Bear doesn't intimidate master chef
By Bob Frye
Published: Sunday, Nov. 12, 2006
When Milos Cihelka emigrated from Czechoslovakia to West Germany and ultimately Canada in the 1950s, more than a few people thought he was crazy.
Not because he had fled communism. But because he was willing to cook -- and even eat -- bear meat.
Black bears are omnivores, and they'll eat pretty much whatever they can get their paws on. Most guides and hunters back then believed their flesh reflected that. Cihelka, who went on to become a master chef and winner of numerous international awards for his cooking, proved them wrong.
"It's the same as with venison. A lot of people do a horrible job with venison," said Cihelka, the chef featured on the "Wild Harvest" videos sold by the Pennsylvania Game Commission.
"But it can be excellent if you know what to do with it. Black bear is the same way. It's very good, actually."

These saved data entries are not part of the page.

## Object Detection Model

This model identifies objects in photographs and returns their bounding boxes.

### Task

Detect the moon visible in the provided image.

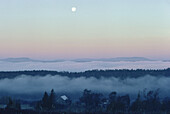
[72,7,77,12]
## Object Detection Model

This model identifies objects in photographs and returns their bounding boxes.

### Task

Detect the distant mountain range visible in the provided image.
[0,57,157,63]
[163,60,170,62]
[72,57,154,62]
[0,58,65,63]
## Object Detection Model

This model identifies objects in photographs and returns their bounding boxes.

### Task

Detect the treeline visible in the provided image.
[1,89,170,114]
[0,68,170,79]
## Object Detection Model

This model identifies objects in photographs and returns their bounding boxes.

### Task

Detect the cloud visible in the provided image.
[0,61,169,72]
[0,75,169,98]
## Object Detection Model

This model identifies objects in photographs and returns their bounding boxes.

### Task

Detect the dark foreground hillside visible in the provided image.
[0,89,170,114]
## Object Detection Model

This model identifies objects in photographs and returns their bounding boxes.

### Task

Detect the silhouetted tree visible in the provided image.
[80,89,92,107]
[80,89,103,112]
[143,89,161,112]
[41,91,49,110]
[130,92,143,112]
[49,89,56,110]
[161,97,170,112]
[107,91,117,113]
[37,89,56,111]
[5,97,21,111]
[116,94,130,112]
[35,101,42,110]
[6,98,13,109]
[107,92,130,113]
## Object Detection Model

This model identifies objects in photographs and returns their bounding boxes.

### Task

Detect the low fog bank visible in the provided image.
[0,75,169,99]
[0,61,170,72]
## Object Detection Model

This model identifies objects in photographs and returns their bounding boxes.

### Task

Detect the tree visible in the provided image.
[36,89,57,111]
[80,89,92,107]
[41,91,49,110]
[143,89,161,112]
[49,89,56,110]
[116,95,130,112]
[130,92,143,112]
[107,91,117,112]
[5,97,21,111]
[161,97,170,112]
[6,98,13,109]
[35,101,42,110]
[107,92,130,113]
[80,89,103,112]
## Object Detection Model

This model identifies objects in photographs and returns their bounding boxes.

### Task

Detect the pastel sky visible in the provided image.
[0,0,170,59]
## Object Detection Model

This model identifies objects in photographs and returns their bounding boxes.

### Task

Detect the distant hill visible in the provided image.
[0,68,170,79]
[0,57,160,63]
[0,58,33,62]
[163,60,170,62]
[72,57,154,62]
[0,57,64,63]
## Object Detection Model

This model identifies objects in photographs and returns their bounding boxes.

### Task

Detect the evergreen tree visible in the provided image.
[41,91,49,110]
[107,91,117,112]
[49,89,56,110]
[6,97,13,109]
[80,89,103,112]
[5,97,21,111]
[130,92,143,112]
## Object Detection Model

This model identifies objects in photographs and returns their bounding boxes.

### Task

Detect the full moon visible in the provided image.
[72,7,77,12]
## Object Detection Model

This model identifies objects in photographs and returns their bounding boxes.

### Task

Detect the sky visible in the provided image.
[0,0,170,60]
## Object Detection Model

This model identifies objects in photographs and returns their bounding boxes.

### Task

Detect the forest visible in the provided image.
[0,88,170,114]
[0,68,170,79]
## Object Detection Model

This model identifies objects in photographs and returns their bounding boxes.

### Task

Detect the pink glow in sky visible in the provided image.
[0,0,170,59]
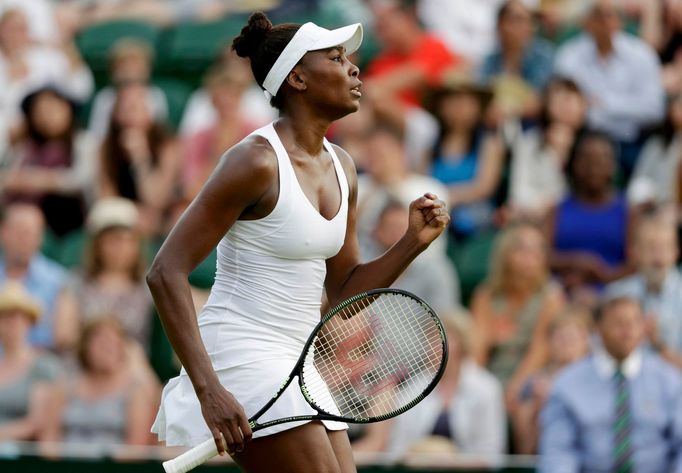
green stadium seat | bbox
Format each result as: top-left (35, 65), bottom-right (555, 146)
top-left (76, 20), bottom-right (162, 76)
top-left (449, 230), bottom-right (498, 306)
top-left (152, 77), bottom-right (194, 131)
top-left (158, 17), bottom-right (247, 79)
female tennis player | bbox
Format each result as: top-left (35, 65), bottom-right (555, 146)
top-left (147, 12), bottom-right (450, 473)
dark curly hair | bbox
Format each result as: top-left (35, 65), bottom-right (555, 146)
top-left (232, 12), bottom-right (301, 110)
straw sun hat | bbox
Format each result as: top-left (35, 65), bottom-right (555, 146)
top-left (0, 282), bottom-right (42, 323)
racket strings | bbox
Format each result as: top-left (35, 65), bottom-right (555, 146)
top-left (301, 293), bottom-right (444, 421)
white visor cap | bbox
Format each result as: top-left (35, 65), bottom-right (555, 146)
top-left (262, 22), bottom-right (363, 99)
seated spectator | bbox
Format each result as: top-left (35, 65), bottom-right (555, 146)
top-left (77, 0), bottom-right (257, 26)
top-left (605, 211), bottom-right (682, 368)
top-left (0, 282), bottom-right (62, 441)
top-left (416, 0), bottom-right (506, 67)
top-left (481, 0), bottom-right (555, 121)
top-left (544, 131), bottom-right (635, 300)
top-left (553, 0), bottom-right (665, 178)
top-left (508, 77), bottom-right (588, 219)
top-left (356, 123), bottom-right (449, 258)
top-left (368, 201), bottom-right (459, 312)
top-left (0, 9), bottom-right (93, 140)
top-left (98, 82), bottom-right (179, 235)
top-left (471, 222), bottom-right (564, 398)
top-left (354, 311), bottom-right (506, 457)
top-left (539, 295), bottom-right (682, 473)
top-left (55, 317), bottom-right (157, 445)
top-left (179, 48), bottom-right (275, 138)
top-left (424, 80), bottom-right (504, 239)
top-left (511, 307), bottom-right (591, 454)
top-left (0, 203), bottom-right (77, 351)
top-left (88, 39), bottom-right (168, 142)
top-left (75, 198), bottom-right (153, 351)
top-left (627, 94), bottom-right (682, 207)
top-left (365, 0), bottom-right (460, 111)
top-left (182, 66), bottom-right (258, 199)
top-left (1, 86), bottom-right (97, 236)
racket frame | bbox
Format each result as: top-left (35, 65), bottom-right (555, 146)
top-left (248, 288), bottom-right (448, 431)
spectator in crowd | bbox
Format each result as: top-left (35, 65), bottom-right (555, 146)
top-left (508, 77), bottom-right (588, 220)
top-left (88, 38), bottom-right (168, 142)
top-left (416, 0), bottom-right (506, 67)
top-left (0, 0), bottom-right (60, 45)
top-left (605, 211), bottom-right (682, 368)
top-left (661, 0), bottom-right (682, 95)
top-left (55, 317), bottom-right (157, 445)
top-left (368, 201), bottom-right (459, 312)
top-left (179, 48), bottom-right (275, 138)
top-left (75, 0), bottom-right (269, 26)
top-left (74, 198), bottom-right (153, 351)
top-left (1, 86), bottom-right (97, 236)
top-left (365, 0), bottom-right (459, 111)
top-left (355, 123), bottom-right (449, 259)
top-left (0, 8), bottom-right (93, 139)
top-left (544, 131), bottom-right (634, 300)
top-left (182, 66), bottom-right (258, 199)
top-left (424, 80), bottom-right (504, 239)
top-left (539, 295), bottom-right (682, 473)
top-left (627, 94), bottom-right (682, 208)
top-left (98, 81), bottom-right (179, 235)
top-left (480, 0), bottom-right (555, 121)
top-left (553, 0), bottom-right (665, 178)
top-left (471, 223), bottom-right (564, 402)
top-left (511, 307), bottom-right (591, 454)
top-left (0, 282), bottom-right (62, 441)
top-left (0, 203), bottom-right (77, 351)
top-left (354, 311), bottom-right (506, 457)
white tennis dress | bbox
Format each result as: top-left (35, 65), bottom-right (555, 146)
top-left (152, 122), bottom-right (349, 446)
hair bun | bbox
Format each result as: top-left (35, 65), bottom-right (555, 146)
top-left (232, 12), bottom-right (273, 59)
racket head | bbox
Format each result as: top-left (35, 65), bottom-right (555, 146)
top-left (298, 288), bottom-right (448, 423)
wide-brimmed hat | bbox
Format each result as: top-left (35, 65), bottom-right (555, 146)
top-left (86, 198), bottom-right (139, 235)
top-left (0, 282), bottom-right (42, 323)
top-left (424, 72), bottom-right (494, 115)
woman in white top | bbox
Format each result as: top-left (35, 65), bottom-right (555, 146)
top-left (146, 12), bottom-right (450, 473)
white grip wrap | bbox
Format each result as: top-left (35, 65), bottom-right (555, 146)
top-left (162, 439), bottom-right (218, 473)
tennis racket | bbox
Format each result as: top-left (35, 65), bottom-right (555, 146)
top-left (163, 288), bottom-right (448, 473)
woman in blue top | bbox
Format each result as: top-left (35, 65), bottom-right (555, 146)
top-left (543, 130), bottom-right (635, 298)
top-left (426, 81), bottom-right (504, 239)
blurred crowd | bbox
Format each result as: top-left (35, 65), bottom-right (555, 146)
top-left (1, 0), bottom-right (682, 470)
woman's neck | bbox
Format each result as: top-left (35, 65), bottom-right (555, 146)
top-left (502, 45), bottom-right (525, 73)
top-left (1, 342), bottom-right (32, 363)
top-left (276, 108), bottom-right (332, 157)
top-left (96, 270), bottom-right (135, 288)
top-left (576, 187), bottom-right (614, 205)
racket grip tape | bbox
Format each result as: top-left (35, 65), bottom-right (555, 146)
top-left (162, 438), bottom-right (218, 473)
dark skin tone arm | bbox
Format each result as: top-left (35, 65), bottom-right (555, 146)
top-left (146, 136), bottom-right (277, 455)
top-left (325, 145), bottom-right (449, 304)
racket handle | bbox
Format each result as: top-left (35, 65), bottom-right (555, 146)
top-left (162, 438), bottom-right (218, 473)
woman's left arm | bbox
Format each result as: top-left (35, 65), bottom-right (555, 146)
top-left (324, 146), bottom-right (450, 306)
top-left (505, 286), bottom-right (564, 410)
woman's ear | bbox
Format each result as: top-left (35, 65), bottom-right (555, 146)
top-left (285, 66), bottom-right (307, 92)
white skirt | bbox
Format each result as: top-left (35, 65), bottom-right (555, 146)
top-left (152, 357), bottom-right (347, 446)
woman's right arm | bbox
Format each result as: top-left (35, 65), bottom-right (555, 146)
top-left (146, 137), bottom-right (276, 455)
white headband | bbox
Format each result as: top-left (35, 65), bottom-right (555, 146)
top-left (262, 22), bottom-right (363, 100)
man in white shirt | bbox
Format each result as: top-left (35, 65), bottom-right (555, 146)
top-left (553, 0), bottom-right (665, 177)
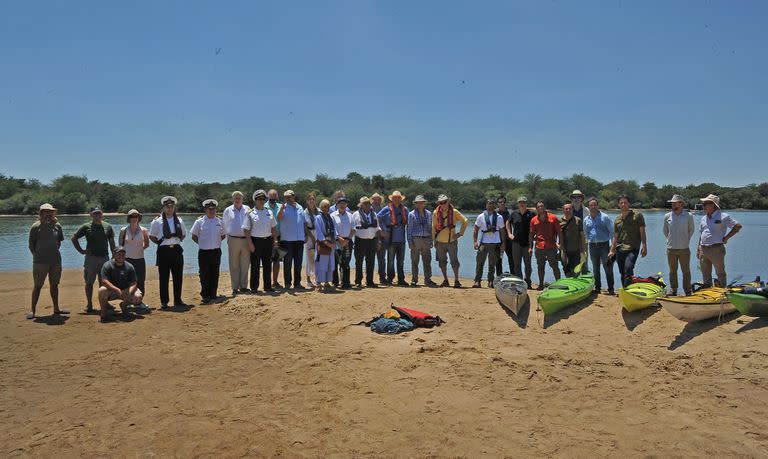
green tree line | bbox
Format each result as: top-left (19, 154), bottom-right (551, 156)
top-left (1, 172), bottom-right (767, 214)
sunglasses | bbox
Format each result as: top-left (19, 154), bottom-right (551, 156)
top-left (255, 197), bottom-right (266, 201)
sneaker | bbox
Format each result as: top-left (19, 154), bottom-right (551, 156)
top-left (354, 282), bottom-right (363, 288)
top-left (397, 281), bottom-right (409, 287)
top-left (160, 303), bottom-right (169, 310)
top-left (201, 298), bottom-right (211, 305)
top-left (294, 283), bottom-right (305, 290)
top-left (440, 279), bottom-right (450, 288)
top-left (341, 284), bottom-right (352, 290)
top-left (410, 281), bottom-right (419, 287)
top-left (239, 288), bottom-right (251, 293)
top-left (368, 283), bottom-right (379, 288)
top-left (472, 282), bottom-right (482, 288)
top-left (231, 290), bottom-right (238, 297)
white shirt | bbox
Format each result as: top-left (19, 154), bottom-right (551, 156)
top-left (149, 215), bottom-right (186, 246)
top-left (331, 210), bottom-right (354, 238)
top-left (223, 204), bottom-right (251, 237)
top-left (242, 208), bottom-right (276, 238)
top-left (352, 210), bottom-right (378, 240)
top-left (475, 211), bottom-right (505, 244)
top-left (191, 216), bottom-right (225, 250)
top-left (121, 225), bottom-right (147, 259)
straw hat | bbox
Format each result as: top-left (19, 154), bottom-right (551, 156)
top-left (700, 194), bottom-right (721, 209)
top-left (667, 194), bottom-right (685, 203)
top-left (413, 195), bottom-right (427, 203)
top-left (517, 196), bottom-right (528, 203)
top-left (570, 190), bottom-right (585, 199)
top-left (126, 209), bottom-right (142, 222)
top-left (437, 194), bottom-right (449, 203)
top-left (389, 190), bottom-right (405, 200)
top-left (39, 203), bottom-right (56, 212)
top-left (371, 192), bottom-right (383, 201)
top-left (359, 196), bottom-right (371, 205)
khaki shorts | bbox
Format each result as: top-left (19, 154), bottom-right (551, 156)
top-left (99, 286), bottom-right (143, 304)
top-left (435, 241), bottom-right (460, 269)
top-left (33, 263), bottom-right (62, 288)
top-left (84, 255), bottom-right (108, 285)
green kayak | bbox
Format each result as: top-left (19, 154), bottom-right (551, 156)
top-left (537, 273), bottom-right (595, 315)
top-left (728, 292), bottom-right (768, 317)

It's true that an old black bear will be tougher than a young one, Cihelka said. It's also true that you need to remove as much of the fat from a bear as possible before cooking it to avoid greasy sauces and gravies (though rendered bear fat makes excellent pasties, he'll tell you).
But properly prepared and cooked, bear meat "is probably better than venison," Cihelka said.
He should know. At 76 years old, Cihelka is still an ardent hunter. He's been in his tree stand near his home in Bloomfield Hills, Mich., just north of Detroit, every night this week, looking for the whitetail that's been making the many scrapes he's seen.
He's killed his share of bears, too, though, including three black bears with a bow and a Russian brown bear with a rifle. He enjoyed eating them all. He prefers to slow cook bear meat for a long time to destroy any parasites -- similar to those found in domestic pork -- and to make the meat tender.
"Simmered or braised slowly, an adult bear meat will take a good five hours to cook to tender. But you can use any venison, wild boar or beef recipes for stews and pot roasts to cook black bear. It's very good eating meat," Cihelka said.
"Everything is what you do with it. How you handle it, how you prepare it, that's the key with bear or anything else."
Here's a favorite bear recipe provided by Milos Cihelka.
Black bear pot roast with caramelized honey
• 6 to 8 lbs trimmed bear meat (rub the meat with garlic, lemon juice and oil).
• 1 tbsp mashed garlic
• 1/4 cup lemon juice
• 1/4 cup olive oil
• 1 branch celery, sliced
• 1 small carrot, sliced
• 1 small onion, sliced
• 6 bay leaves
• 1 tsp dry thyme
• 10 juniper berries
• 10 allspice berries
• 2 tbsp black peppercorns
• 1/4 cup bacon fat
• 1 cup ruby port wine
• 2 cups rich beef broth
• Mix vegetables with spices, place a layer of them on the bottom of a stainless or ceramic container, set meat on top and cover with remaining vegetables. Seal tightly and refrigerate 3 days, turning over daily.
To cook: Preheat oven to 325 F. Clean vegetables off meat. Preheat a skillet, add the bacon fat and the meat. Brown meat on all sides, transfer to a large sauce pan. Season with salt. Add marinade vegetables and spices to the skillet, brown slightly. Add port wine, brown stock, salt, and 1/4 cup of the blueberries, bring it to a boil, pour over the meat. Cover the pan and set in the oven. Braise, turning occasionally, until tender (about 4-5 hours).
• 1/2 cup honey
• 2 tbsp red currant jelly
• 1/2 cup port wine
• 2 tbsp dark rum
• 1 cup blueberries
• 2 tsp Chinese 5-spice
• 1/2 cup softened unsalted butter
• In a small, heavy sauce pan slowly cook the honey to a rich brown color. Cool it with currant jelly and port wine, set aside. Transfer cooked meat to another dish, cover and keep warm. Strain cooking juices into the honey, simmer five minutes. Reduce if necessary to 2 cups. Gently saute the blueberries in butter with 5-spice to warm up, add to sauce.
Serve with potato pancakes and roasted vegetables. A robust red wine would complete the meal.